Confession: I love Barbara Kingsolver. Her fully developed characters haunt me and their poetically complex journeys move me. She thoroughly explores her themes. Every detail she writes has significance. So the title of this book,The Lacuna, seemed misplaced. Barbara would never leave a lacuna in her stories.
Lacuna:
1: a blank space or a missing part : gap also : deficiency
2: a small cavity, pit, or discontinuity in an anatomical structure
The Lacuna follows the life of Harrison Shepherd, a boy who was brought to an isolated Mexican town by his Mexican mother after she left his American father for a lover. Harrison’s journals, letters, and news clippings become the text, organized by his faithful secretary. We get to know her pretty well in the course of the story as well.
As a young man the protagonist works for Diego Rivera, as a plaster mixer, then for Frida Kahlo as a cook. In time, he becomes a cook and sometime-secretary for Leo Trotsky before returning to the USA and becoming a novelist as the tide of McCarthyism rises to wash through all the hidden holes and hollows of our national creative mind.

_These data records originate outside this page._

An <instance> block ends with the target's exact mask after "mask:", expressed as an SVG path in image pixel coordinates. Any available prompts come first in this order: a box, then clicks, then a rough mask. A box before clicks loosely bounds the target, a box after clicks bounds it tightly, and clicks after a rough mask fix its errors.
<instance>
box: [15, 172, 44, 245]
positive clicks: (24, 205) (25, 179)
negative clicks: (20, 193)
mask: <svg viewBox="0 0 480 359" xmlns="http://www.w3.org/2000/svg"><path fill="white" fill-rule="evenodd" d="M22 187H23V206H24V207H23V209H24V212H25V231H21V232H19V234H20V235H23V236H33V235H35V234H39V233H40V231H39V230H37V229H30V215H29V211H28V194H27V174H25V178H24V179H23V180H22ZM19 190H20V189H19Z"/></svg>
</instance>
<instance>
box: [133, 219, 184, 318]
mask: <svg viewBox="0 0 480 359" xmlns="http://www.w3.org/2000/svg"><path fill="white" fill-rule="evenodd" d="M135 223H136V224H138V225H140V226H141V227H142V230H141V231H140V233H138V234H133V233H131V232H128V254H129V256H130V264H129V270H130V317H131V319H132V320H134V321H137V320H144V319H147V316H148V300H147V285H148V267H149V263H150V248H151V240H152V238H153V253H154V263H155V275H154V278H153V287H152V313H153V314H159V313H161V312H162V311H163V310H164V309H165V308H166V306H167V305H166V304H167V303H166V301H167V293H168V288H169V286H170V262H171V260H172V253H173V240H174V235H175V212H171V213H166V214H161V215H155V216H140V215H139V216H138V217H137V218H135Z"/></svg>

The gaps and discontinuities of the the novel’s world become more significant than the important events framing them. As Barbara writes, “The most important part of the story is the thing you don’t know.” Which is why I might have liked the ending to hold one more thing that I didn’t know. One event, toward the end of the book, would have been more engaging to me if the lacuna were left just a little wider. That last letter, received at the end of the book, might have been more satisfying if it left one more missing part. The speculation of his countrymen damned our protagonist. The speculation of the reader can save him.